The textbook model of AJ usually depicts cadherin only interacting with the three catenins and actin. By contrast, the complexity of the cadherin adhesome – assembled here from the published literature – is striking. It will be necessary to study as many cadhesome components as possible under various conditions in order to fully appreciate the diversity of AJs, and to help us define different subtypes of AJs in different cells, and also in different regions of the same cell and under different conditions.

Summarizing what we know about AJs also underscores the gaps in our knowledge. For example, the number of phosphorylation events described in the cadhesome literature is only a fraction of the phosphorylation events detected experimentally by mass spectrometry on cadhesome proteins (see PhosphoSitePlus at http://www.phosphosite.org).

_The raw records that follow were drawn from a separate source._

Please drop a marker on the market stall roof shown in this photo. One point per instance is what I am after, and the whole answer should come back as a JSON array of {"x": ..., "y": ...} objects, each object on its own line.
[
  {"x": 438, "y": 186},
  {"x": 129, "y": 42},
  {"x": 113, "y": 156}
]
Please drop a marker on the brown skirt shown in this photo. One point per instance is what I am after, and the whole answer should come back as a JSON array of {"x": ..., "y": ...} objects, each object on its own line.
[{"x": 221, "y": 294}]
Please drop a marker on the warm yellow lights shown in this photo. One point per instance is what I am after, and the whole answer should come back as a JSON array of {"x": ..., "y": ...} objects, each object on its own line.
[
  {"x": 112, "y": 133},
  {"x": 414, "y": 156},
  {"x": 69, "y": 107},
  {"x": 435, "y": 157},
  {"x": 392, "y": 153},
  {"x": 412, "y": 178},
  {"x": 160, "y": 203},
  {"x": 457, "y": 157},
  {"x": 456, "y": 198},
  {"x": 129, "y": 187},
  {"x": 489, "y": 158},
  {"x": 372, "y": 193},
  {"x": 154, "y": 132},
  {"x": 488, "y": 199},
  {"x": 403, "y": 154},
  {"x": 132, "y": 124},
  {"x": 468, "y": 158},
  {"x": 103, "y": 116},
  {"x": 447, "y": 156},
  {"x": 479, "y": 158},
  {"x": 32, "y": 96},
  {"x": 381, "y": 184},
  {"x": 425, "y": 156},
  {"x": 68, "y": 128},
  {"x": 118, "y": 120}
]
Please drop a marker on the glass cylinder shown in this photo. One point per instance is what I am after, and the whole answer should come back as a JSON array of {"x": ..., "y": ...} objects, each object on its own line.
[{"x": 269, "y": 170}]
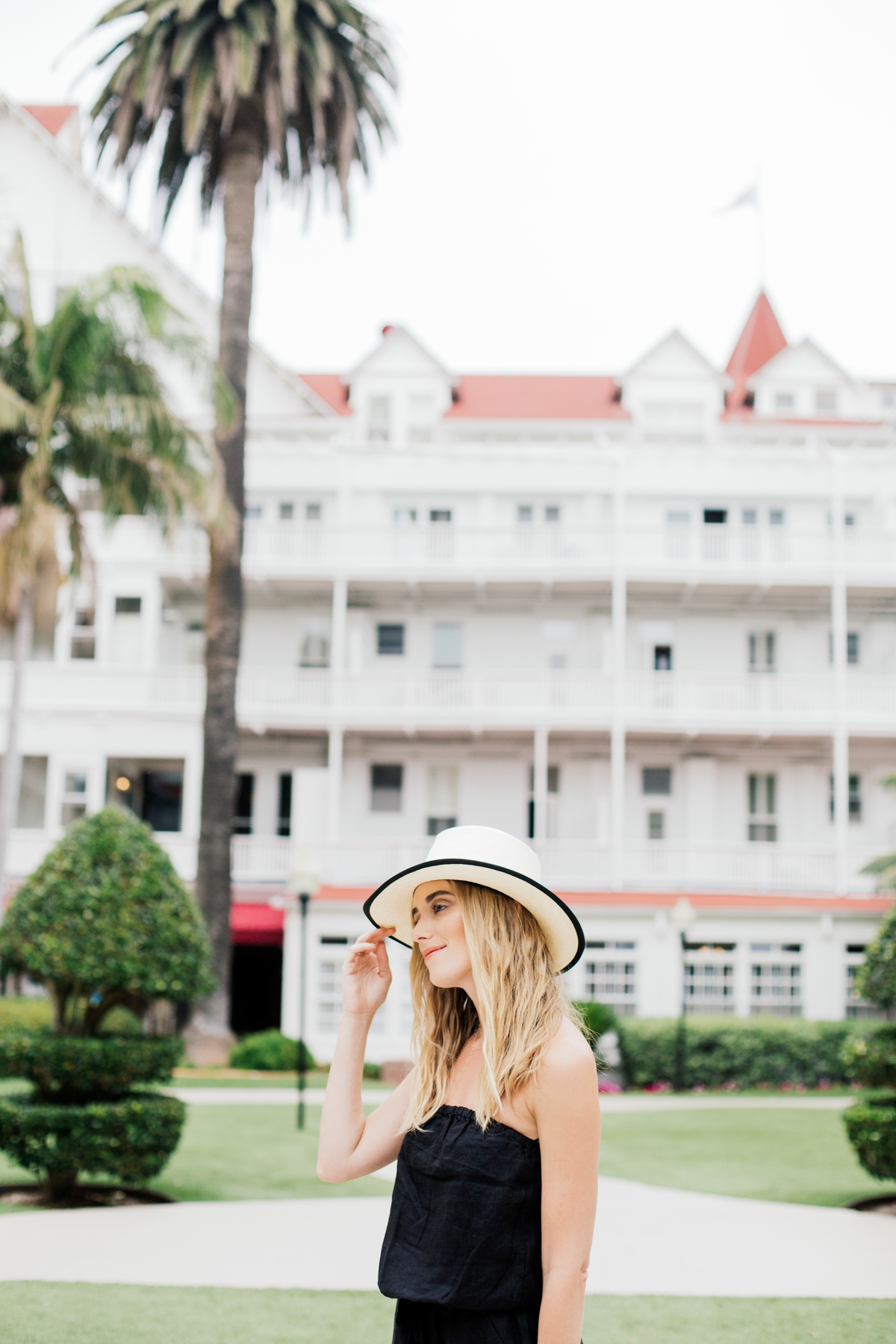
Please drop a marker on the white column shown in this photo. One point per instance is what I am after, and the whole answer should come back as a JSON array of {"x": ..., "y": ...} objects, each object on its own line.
[
  {"x": 841, "y": 727},
  {"x": 617, "y": 730},
  {"x": 334, "y": 784},
  {"x": 289, "y": 991},
  {"x": 541, "y": 784}
]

The literature-based integrin adhesome has close to 200 components (Zaidel-Bar and Geiger, 2010), and recent proteomic studies of isolated focal adhesions suggest that the actual number of components is fivefold higher (Geiger and Zaidel-Bar, 2012). However, assembling ever-longer lists of proteins will not enhance our understanding unless it is coupled with information on their molecular interactions and function. Although some cadhesome components have been extensively studied, the majority has hardly been examined. Thus, the cadhesome presented here should be regarded as a ‘work in progress’. A combination of high-throughput and classic cell biological approaches will be needed to generate a cadherin adhesome that captures the salient features of AJs sufficiently well for it to be made into a model that can predict the dynamics of AJ assembly and disassembly in response to given cellular conditions. I strongly believe that the most interesting and important features of AJs, such as mechanosensing, do not arise from the activity of one type of protein, but rather are emergent properties of the network of interactions between cadhesome proteins. Therefore, to answer questions pertaining complex phenomena, such as morphogenesis, a systems-level approach will prove to be essential.

I thank members of my lab who contributed to the annotation of the cadhesome and Cristina Bertocchi for the fluorescent image on the poster. I sincerely apologize to those people whose work could not be cited owing to space limitations.